Other xxx-Gecko variants M0+, M3, M4
Digikey listings of "Gecko" - legion
Lowest cost in 100's with LCD EFM32TG822F32-QFP48T$US2.03/100 Digikey
Lowest power useful mode with RTC running - EM2 - deep sleep
In EM2 the high frequency oscillator is turned off, but with the 32.768 kHz oscillator running, selected low energy peripherals (LCD, RTC, LETIMER, PCNT, LEUART, I 2C, LESENSE, OPAMP, WDOG and ACMP) are still available. This gives a high degree of autonomous operation with a current consumption as low as 1.0 µA with RTC enabled. Power-on Reset, Brown-out Detection and full RAM and CPU retention is also included.
EM1 - sleep
In EM1, the CPU is sleeping and the power consumption is only 51 µA/MHz. All peripherals, including DMA, PRS and memory system, are still available
EM0 - running
In EM0, the CPU is running and consuming as little as 150 µA/MHz, when running code from flash. All peripherals can be active.
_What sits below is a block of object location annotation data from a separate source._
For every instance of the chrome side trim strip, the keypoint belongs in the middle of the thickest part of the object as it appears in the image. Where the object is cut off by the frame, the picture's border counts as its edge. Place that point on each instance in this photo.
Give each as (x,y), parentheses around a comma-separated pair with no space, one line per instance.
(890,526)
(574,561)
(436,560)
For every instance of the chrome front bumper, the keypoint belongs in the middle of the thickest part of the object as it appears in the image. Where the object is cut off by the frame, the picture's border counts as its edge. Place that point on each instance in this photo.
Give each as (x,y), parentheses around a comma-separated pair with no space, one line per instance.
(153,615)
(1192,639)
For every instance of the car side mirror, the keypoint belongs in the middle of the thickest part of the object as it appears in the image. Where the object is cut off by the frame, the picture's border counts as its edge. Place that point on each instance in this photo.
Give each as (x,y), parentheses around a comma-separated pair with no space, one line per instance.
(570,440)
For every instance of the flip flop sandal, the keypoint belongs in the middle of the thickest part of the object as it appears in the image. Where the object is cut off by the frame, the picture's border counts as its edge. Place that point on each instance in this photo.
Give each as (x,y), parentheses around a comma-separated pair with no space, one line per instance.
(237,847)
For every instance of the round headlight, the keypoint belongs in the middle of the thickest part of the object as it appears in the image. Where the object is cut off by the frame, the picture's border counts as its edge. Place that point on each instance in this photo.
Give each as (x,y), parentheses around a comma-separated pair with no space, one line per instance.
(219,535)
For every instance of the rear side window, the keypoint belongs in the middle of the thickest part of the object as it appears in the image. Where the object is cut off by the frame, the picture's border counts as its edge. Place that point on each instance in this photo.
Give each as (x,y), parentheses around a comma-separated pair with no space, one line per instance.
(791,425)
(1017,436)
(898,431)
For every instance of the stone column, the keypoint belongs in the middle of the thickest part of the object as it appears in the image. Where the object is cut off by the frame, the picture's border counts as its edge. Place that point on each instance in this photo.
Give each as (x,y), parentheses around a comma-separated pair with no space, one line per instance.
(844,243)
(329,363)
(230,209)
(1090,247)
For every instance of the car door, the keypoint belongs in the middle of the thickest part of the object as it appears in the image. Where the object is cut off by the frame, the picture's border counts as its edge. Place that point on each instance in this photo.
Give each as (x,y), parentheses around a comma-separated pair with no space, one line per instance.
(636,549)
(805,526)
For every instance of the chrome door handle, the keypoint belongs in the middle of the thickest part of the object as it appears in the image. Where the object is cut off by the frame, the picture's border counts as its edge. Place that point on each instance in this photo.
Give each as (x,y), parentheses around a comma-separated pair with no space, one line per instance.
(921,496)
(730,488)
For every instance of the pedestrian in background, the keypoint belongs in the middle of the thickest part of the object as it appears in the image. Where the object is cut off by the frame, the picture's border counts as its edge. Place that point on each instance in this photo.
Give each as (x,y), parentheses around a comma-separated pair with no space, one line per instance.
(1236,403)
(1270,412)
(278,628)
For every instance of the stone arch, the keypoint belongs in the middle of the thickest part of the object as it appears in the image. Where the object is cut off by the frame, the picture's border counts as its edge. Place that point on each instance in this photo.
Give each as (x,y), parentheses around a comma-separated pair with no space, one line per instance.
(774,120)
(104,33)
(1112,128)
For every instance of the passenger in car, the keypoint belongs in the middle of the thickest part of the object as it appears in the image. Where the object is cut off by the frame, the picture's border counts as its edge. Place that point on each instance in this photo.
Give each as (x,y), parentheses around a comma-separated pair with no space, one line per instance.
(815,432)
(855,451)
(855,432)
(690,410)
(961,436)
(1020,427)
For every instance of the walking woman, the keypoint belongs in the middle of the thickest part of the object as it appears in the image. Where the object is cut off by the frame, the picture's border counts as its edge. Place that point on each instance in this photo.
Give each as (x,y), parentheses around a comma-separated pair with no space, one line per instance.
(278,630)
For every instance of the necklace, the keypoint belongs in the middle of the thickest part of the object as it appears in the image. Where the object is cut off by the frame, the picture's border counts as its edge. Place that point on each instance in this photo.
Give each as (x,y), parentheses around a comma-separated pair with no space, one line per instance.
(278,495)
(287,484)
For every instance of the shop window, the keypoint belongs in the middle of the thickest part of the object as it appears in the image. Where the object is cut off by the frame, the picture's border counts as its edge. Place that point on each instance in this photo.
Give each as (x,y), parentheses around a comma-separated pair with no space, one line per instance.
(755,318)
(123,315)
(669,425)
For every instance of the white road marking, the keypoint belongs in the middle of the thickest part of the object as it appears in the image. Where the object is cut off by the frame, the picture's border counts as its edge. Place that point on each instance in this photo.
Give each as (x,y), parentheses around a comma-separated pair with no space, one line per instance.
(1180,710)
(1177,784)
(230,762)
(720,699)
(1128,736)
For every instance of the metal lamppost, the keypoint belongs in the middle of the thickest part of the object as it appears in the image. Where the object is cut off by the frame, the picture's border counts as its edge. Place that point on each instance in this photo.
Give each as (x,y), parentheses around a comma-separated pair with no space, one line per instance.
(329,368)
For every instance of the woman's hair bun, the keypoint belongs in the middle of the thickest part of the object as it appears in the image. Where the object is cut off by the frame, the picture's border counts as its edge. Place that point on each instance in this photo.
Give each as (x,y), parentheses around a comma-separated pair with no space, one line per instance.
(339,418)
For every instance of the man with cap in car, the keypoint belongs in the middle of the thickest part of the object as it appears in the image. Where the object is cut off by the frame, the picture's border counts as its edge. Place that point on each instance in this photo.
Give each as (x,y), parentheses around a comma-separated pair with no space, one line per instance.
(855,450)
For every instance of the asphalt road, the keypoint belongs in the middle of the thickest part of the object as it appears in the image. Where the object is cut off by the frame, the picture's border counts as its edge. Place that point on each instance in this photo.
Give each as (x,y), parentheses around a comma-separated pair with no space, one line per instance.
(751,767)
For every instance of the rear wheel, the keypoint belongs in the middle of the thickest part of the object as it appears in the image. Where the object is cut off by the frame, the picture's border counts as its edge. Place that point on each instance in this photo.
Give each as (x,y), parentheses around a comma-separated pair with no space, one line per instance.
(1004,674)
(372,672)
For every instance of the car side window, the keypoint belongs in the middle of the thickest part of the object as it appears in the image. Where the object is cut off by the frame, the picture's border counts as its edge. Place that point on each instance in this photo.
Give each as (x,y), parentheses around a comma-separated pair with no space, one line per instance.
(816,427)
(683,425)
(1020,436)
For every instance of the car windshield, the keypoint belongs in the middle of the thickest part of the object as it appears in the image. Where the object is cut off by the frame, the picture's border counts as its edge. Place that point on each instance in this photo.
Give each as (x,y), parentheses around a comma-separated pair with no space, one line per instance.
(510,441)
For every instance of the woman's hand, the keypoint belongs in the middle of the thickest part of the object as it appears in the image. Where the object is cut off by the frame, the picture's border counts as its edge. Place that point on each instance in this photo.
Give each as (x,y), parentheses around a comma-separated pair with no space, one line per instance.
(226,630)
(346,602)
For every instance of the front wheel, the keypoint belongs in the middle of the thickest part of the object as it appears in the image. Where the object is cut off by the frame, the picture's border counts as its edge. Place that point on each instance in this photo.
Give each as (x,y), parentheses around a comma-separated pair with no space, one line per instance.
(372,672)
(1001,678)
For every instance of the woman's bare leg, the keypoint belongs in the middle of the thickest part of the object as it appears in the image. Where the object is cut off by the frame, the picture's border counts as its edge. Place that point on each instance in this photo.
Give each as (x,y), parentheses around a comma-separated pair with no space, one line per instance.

So running in EM0 for 1 ms/s adds 0.15 uA to the EM2 standby load.
Overall, operating in EM2 at around 1 uA mean plus EM0 as required would allow the 10 years / 163 mAh example target to be met.
___________________________________
Energy harvesting:
Vibration and motion may well be possible energy sources.
A silicon solar PV/solar panel seems viable.
Very roughly power available is 150 Watts/m^2 at 1 sun = 100,000 lux.
A 10mm x 10mm "panel" at 10 lux at those ratings would provide ~= 150 Watt x (0.01m x 0.01m) x 10lux/100000lux = 15 microWatt.
10 lux is dim roomlight - at the level where colour fades into monochrome. Dim!
If that level of sensitivity can be maintained at such low light levels (as it quite possibly can with other 'chemistries') the light powering looks viable.